Another key aspect of learning that can be facilitated by the arts is the emotional inspiration to be involved in the learning process. Inspiration is an integrative mental function at the intersection of (a) cognitive, (b) emotional, and (c) conative processes. (Conative processes are those goal-directed functions relating to the classic third component of the mind championed by Kant, 1788, and McDougall, 1923, constituting the desire, ambition, and will.) As such, inspiration is an aspect of mental experience that involves not just cortical circuitry but its integration with the limbic system and medial frontal structures that are understood to mediate the experience of emotional desires, motivational rewards, and the appreciation of the integrative esthetic values of the impinging stimuli (Damásio, 1994). This system goes beyond classical concepts of beauty to incorporate the elegance of theoretical concepts, the appreciation of the emotive power of the diverse array of post-modern art installations, the grace and dynamism of athletic performances, the economy and evocativeness of political addresses, the interconnected synergy of natural ecological systems, and innumerable other examples throughout the sphere of our world knowledge. In a sense, inspiration can turn almost any occupation in life into an avocation, a source of satisfaction in achieving life goals. It is when individuals feel themselves part of larger enterprise that they are inspired to learn, to achieve, and to pursue a meaningful career. Conversely, when their job involves performing the same daily drudgery, inspiration is lacking and they lack motivation to learn, adapt, and prosper.

Thus, inspiration is a component of the emotional response to stimuli and actions, when they are perceived as uplifting or emotionally rewarding. As such it should be expected to be mediated by the limbic system and the reward systems of the brain. An impressive array of neural processing appears to be dedicated to the extraction of reward-related information from environmental stimuli and use of this information in the generation of goal-directed behaviors. In particular, the differential characteristics of activations seen in the dopaminergic mesencephalon, the dorsal striatum, and the orbitofrontal cortex provide distinct examples of the different ways in which reward-related information is processed. Moreover, the differences in activations seen in these three regions demonstrate the different roles they may play in goal-directed behavior (Hollerman et al., 2000). The dopaminergic systems appear to reflect a relatively pure signal of a reward prediction error. The representation of goal-directed behaviors may involve the basal ganglia of the putamen, globus pallidus, and striatum (Acevedo et al., 2011; Paulmann et al., 2011), where different subpopulations neurons differentiate between rewarding and non-rewarding outcomes of behavioral acts and are activated at different stages in the course of goal-directed behaviors, with largely separate populations activated following presentation of conditioned stimuli, preceding reinforcers, and following reinforcers (Apicella et al., 1991; Hollerman et al., 2000). Moreover, unlike the dopamine system, much of the striatal system responds to predicted rewards (Salimpoor et al., 2011). These activations could serve as a component of the neural representation of the appropriate goal-directed behaviors in response to the environmental contingencies associated with desirable goals (Engelmann et al., 2009). Finally, neuronal activations in the orbitofrontal cortex appear to encode the relative motivational significance of different rewards.
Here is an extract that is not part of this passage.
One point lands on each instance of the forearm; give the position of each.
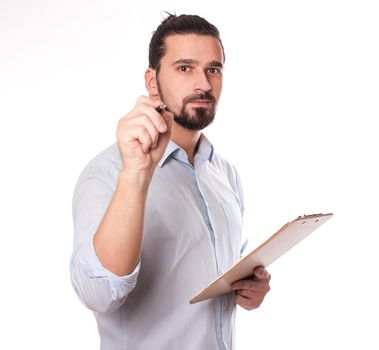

Further insights into this reward circuit may be obtained from psychopharmacological studies. In particular, cocaine is known not simply for inducing a sense of reward, but for producing an enhanced (though illusory!) sense of well-being, capability, and quasi-omnipotence. These are the core experiences of inspiration, which can evidently be accessed by this biochemical substitute. Functional imaging studies of focal signal increases for acute cocaine infusion are found in such limbic and basal ganglia structures as the caudate, putamen, basal forebrain, nucleus accumbens, thalamus, hippocampus, and parahippocampal gyrus; in the insular, subcallosal, cingulate, lateral prefrontal, temporal, parietal, and striate/extrastriate cortices; and in the midbrain structure of the ventral tegmentum and the pons (Breiter et al., 1997). Similarly, some of these areas are also implicated in the responses to a romantic image (such subcortical structures as the caudate nucleus, globus pallidus, putamen, lateral thalamus, subthalamic nuclei, and ventral tegmental area; Bartels and Zeki, 2004; Aron et al., 2005; Acevedo et al., 2011). Conversely, acute cocaine infusion produced signal decreases in the temporal pole, medial frontal cortex, and amygdala (Breiter et al., 1997).
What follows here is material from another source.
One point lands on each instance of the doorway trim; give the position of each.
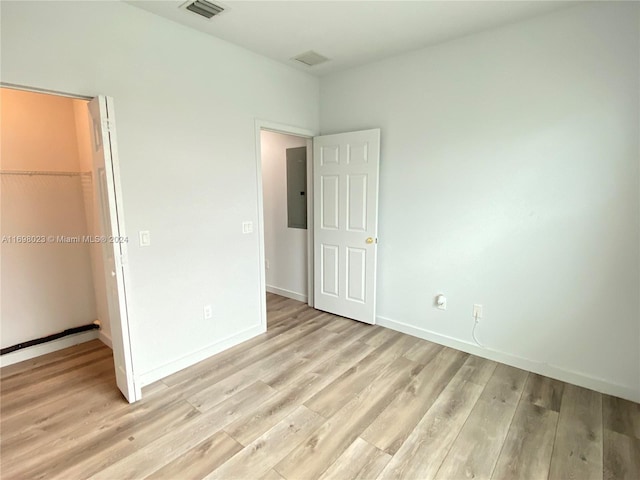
(126, 278)
(298, 132)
As indicated by these studies, activation of the frontal reward network should not be treated as a unitary mental function, since reward in human experience incorporates a diversity of aspects. In particular, it is worth distinguishing four mutually complementary domains of reward – the appetitive, cognitive, social/conative, and inspirational aspects of reward. The first three aspects may be seen as corresponding to the Freudian mental subdivisions of id, ego, and superego functions – i.e., respectively those of hedonic gratification, of the effectiveness of the reward strategies, and of the goal-directed achievements of the performer in relation to their place in society (such as course credits for completing the task!). However, the fourth aspect is beyond all these, and relates to how the performer feels about him/herself as a person, more in the realm of Maslow’s concept of self-actualization (in the sense of realizing the potential of what one is capable of doing). Specifically, the concept of inspiration focuses on the experiential rather than the functional aspects of this form of achievement–inspiration describes the feeling or awareness of extending one’s physical or mental operations beyond the previous capabilities to achieve a new or enhanced capability. It is this expansive or pluripotent sense of the inspirational feeling that make it so significant as a motivational component of human endeavor.

The need for inspiration is something that is well understood by the best teachers, who have the knack of conveying it to their students. However, there is continual pressure to cover specified ranges of exacting material, making it inappropriate for the learning environment to be nothing but entertainment. Thus, the happy medium between sufficient inspiration and the requisite level of proficiency is difficult to achieve, and is made particularly difficult by the wide range of cognitive styles exhibited by the population of learners. There is a strong need to identify the effective motivational styles and the dimensionality of the domain of motivational inspiration, in order to expand the repertoire of strategies for learning enhancement. Moreover, one such form of inspiration is the opportunity to go beyond the predigested material that is presented to develop original insights and contributions to the domain of interest. This form of creativity can be highly motivating to the learner, who feels part of the enterprise of accumulating the knowledge, rather than a passive recipient of the structured material.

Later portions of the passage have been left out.